Inflation, pénuries, incertitudes quant à l’avenir… Les facteurs actuels de déstabilisation, amplifiés par les réseaux sociaux, sont nombreux et devraient provoquer des vagues de manifestations violentes dans les prochains mois, estime une note d’Allianz Global Corporate & Specialty (AGCS). Un vent de révolte qui pourrait coûter cher aux entreprises à en croire le chiffrage des dommages et pertes d’exploitation de récents mouvements sociaux.
Allianz rappelle en effet que le mouvement des gilets jaunes en 2018 a coûté aux commerçants français 1,1 milliard de dollars (Md USD) de perte de chiffre d’affaires. L’année suivante, au Chili, les grandes mobilisations contre l’augmentation du prix des tickets de métro ont entraîné des pertes assurées de 3 Md USD. En 2020, aux États-Unis, les manifestations survenues après le décès de George Floyd auraient provoqué plus de 2 Md USD de pertes assurées. En juillet 2021, en Afrique du Sud, les émeutes qui ont suivi l’arrestation de l’ancien président Jacob Zuma, sur fond de licenciements et d’inégalités sociales, ont fait 1,7 Md USD de dommages.

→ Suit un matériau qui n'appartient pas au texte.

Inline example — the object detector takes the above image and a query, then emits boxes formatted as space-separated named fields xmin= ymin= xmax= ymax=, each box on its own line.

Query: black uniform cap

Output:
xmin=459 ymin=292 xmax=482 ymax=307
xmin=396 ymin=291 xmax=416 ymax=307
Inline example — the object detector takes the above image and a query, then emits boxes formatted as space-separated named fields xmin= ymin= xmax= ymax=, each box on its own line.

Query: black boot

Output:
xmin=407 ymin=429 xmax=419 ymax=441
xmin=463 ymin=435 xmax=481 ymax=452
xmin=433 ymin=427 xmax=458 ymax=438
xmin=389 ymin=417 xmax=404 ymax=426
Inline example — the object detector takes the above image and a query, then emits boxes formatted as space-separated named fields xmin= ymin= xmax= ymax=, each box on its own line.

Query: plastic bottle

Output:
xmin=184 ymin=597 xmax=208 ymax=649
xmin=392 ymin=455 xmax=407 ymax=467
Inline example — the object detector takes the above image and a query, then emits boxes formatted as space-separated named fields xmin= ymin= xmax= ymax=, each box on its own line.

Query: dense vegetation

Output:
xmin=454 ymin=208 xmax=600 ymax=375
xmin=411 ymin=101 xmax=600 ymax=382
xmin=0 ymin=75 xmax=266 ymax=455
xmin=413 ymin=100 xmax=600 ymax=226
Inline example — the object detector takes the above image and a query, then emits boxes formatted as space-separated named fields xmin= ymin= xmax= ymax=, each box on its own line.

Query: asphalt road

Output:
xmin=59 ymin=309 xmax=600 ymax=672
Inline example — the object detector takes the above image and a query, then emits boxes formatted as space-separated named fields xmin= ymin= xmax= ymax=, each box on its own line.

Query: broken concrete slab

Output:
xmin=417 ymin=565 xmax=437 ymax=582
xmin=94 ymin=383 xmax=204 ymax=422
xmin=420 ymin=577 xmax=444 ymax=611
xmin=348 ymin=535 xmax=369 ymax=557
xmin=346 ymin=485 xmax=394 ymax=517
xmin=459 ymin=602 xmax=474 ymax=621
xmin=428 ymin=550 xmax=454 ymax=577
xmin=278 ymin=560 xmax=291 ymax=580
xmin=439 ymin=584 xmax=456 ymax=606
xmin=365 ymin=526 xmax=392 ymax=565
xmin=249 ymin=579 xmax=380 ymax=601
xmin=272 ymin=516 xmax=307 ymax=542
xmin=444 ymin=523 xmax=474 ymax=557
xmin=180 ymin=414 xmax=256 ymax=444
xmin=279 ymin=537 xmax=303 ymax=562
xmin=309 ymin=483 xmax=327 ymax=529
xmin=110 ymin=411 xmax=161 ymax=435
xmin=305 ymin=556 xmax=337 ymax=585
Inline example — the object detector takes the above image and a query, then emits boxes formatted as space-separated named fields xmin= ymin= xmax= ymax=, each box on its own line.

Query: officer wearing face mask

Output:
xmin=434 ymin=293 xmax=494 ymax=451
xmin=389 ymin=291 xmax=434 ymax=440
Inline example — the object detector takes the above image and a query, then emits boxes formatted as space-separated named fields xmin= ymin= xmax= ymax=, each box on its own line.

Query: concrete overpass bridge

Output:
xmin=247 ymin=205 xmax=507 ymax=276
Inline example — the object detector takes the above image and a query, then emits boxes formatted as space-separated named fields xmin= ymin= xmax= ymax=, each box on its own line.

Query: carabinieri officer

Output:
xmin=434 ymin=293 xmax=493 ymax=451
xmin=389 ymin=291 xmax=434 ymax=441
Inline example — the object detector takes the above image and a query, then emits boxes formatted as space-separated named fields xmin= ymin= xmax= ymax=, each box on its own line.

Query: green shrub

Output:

Un risque plus important que le terrorisme
« Les troubles civils deviennent pour un nombre croissant d’entreprises un risque plus important que le terrorisme, signale Srdjan Todorovic, directeur de la gestion de crise pour le Royaume-Uni et les pays nordiques chez AGCS. Et il est peu probable que la situation s’apaise dans un avenir proche. Les conséquences de la pandémie, la hausse du coût de la vie et les mutations idéologiques continuent d’agiter les sociétés dans le monde entier. Les entreprises doivent donc être attentives aux signaux d’alerte et définir des moyens efficaces de protection et de désescalade. L’objectif est d’anticiper et d’éviter les risques de blessures au personnel et de dommages aux biens de l’entreprise et des personnes. »
Ce risque d’augmentation des troubles civils est particulièrement fort dans les pays à revenu intermédiaire selon les prévisions de l’indice des troubles civils de Verisk Maplecroft, société spécialisée dans la gestion du risque pour les compagnies d’assurances. Au total, 75 pays pourraient connaître une augmentation des manifestations d’ici la fin 2022, dont les États-Unis, l’Argentine, le Brésil et l’Espagne. Ce phénomène pourrait entraîner notamment des manifestations plus fréquentes et des dommages plus nombreux aux infrastructures et aux bâtiments.
34 pays sur le grill
Pour 34 de ces pays (12 en Europe et en Asie centrale, 10 sur le continent américain, 6 en Afrique, 3 au Moyen-Orient et en Afrique du Nord, 3 en Asie) le risque d’embrasement est particulièrement important. Les manifestations de violence n’épargneront pas des pays qui n’en ont jamais connus, du moins dans leur histoire récente, à l’instar de l’Europe du Nord.
La Finlande devrait ainsi enregistrer la 16e plus forte augmentation de troubles civils au cours des prochains mois, la Suède la 21e et la Norvège la 34e. En cause : une polarisation de la vie politique, une montée de l’activisme et un fort ralentissement de l’économie. C’est sur le continent américain que la situation est la plus inflammable, selon les projections de Verisk Maplecroft, en particulier aux États-Unis, en Argentine et au Brésil.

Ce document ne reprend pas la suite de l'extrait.